I wasn't saying this is the only way to use Love Letters, just that I've found it works out pretty consistently.

As for Newton. I mean, she's just an idea right now. My first reaction would be that the strings attached to her with the other factions are more important than she is at the moment, and by bringing focus on them you point to their strings to her and thus create more player interest. In the end, it's the players that elevate NPCs through these stages. Right now, what makes her interesting has nothing to do with her, but her position. So my honest suggestion is to make that position more interesting by bringing the players into that drama.

If you don't want to do this, and you want to bring them into contact with her immediately, then my suggestion would be to bring her back to the players in such a way that forces hard decisions. Make them choose what to do, what to lose, or what to get. Since the player delegated when it could've been him, that, in the vein of AW, is ripe for ALL KINDS of shit to go wrong.

What I wonder about is if she wasn't stolen away from someone she loves--someone with a less then favorable opinion of our Hocus sullying her, or his deal to sell her. So if I brought her back, I might do it by force, with her in tears, and the surviving one or two of the NPCs being all like, hey--boss, I don't think those folk is giving up. Then let the players decide what to do.

Still, though, it depends on your fiction, your cult, I don't know these things. But I can say that you should make the most of anything interesting you got on screen--just don't overestimate the importance of someone st stage 1. The stages represent player involvement after all, and no involvement often means no attachment to what happens.

Re: Crow's Flats: Skyfall - A Scenario and brief AP
« Reply #35 on: January 16, 2018, 11:20:54 PM »

I found that last post of your harder to follow, but if I understand correctly, it sounds like we're talking about the same things. I like your suggestion of tying her situation in with another faction/Front/PC/NPC/someone, to complicate the situation.

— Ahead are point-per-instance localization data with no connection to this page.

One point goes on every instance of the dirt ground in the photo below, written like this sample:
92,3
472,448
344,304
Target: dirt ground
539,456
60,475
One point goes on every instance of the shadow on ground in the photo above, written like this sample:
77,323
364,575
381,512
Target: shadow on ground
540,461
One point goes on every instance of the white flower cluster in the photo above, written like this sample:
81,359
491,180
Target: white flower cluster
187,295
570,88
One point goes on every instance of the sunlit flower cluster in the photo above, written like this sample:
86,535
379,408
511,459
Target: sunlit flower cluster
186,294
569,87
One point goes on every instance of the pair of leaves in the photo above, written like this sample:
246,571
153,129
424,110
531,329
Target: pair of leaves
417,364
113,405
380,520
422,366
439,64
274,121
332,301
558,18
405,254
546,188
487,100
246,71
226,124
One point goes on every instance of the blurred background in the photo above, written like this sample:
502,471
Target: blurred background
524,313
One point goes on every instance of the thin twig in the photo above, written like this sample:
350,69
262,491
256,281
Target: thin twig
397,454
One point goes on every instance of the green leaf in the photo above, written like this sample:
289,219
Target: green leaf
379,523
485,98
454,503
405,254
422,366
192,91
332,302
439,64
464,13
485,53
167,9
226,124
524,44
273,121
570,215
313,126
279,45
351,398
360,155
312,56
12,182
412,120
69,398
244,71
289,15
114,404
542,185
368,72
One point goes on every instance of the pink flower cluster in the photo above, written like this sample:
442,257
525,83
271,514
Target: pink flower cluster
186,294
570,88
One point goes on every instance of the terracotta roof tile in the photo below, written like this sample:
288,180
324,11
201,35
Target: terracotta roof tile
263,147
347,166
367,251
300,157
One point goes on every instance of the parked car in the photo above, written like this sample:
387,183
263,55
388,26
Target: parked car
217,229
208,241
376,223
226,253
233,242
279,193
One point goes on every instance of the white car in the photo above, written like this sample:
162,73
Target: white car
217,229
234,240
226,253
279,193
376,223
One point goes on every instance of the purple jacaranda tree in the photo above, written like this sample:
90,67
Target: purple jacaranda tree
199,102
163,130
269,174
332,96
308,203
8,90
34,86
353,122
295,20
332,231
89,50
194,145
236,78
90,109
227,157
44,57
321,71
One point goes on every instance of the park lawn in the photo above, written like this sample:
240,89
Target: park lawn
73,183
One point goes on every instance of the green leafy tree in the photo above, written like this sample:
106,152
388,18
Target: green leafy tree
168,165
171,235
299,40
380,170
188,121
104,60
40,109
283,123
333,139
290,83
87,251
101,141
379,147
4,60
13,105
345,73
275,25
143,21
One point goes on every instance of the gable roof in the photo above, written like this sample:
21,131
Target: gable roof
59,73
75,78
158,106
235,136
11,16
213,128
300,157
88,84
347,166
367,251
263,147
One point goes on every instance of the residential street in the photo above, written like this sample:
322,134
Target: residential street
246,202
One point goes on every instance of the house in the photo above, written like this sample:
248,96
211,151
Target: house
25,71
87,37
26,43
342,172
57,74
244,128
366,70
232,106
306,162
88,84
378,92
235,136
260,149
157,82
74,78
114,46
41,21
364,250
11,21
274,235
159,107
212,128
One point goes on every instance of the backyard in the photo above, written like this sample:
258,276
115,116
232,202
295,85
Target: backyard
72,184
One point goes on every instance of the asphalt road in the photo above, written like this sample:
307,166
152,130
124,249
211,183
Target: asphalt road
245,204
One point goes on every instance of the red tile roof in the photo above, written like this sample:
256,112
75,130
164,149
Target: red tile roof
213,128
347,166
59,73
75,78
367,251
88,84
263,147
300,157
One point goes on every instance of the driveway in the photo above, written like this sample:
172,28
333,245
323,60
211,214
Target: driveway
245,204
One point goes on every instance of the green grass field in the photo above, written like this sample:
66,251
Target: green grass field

If you meant something else by "my honest suggestion is to make that position more interesting by bringing the players into that drama", then let me know!



  • 415
Re: Crow's Flats: Skyfall - A Scenario and brief AP
« Reply #36 on: January 17, 2018, 01:37:00 AM »

Re: Crow's Flats: Skyfall - A Scenario and brief AP
« Reply #37 on: January 17, 2018, 04:48:05 PM »
Groovy! Thanks.

Re: Crow's Flats: Skyfall - A Scenario and brief AP
« Reply #38 on: January 24, 2018, 06:05:41 PM »
An update:

I've uploaded a new version of the Starter today. It has some more tips/advice and directions, based on my play experience with it, and an additional Love Letter.

I'm less sure about this particular, new Love Letter, and I'd love to hear some thoughts on it.

The good news is that, with four Letters, I feel much more comfortable saying that you don't need all of them in play, nor do all the players need one. (And, as you'll see, I've added some instructions to that effect.)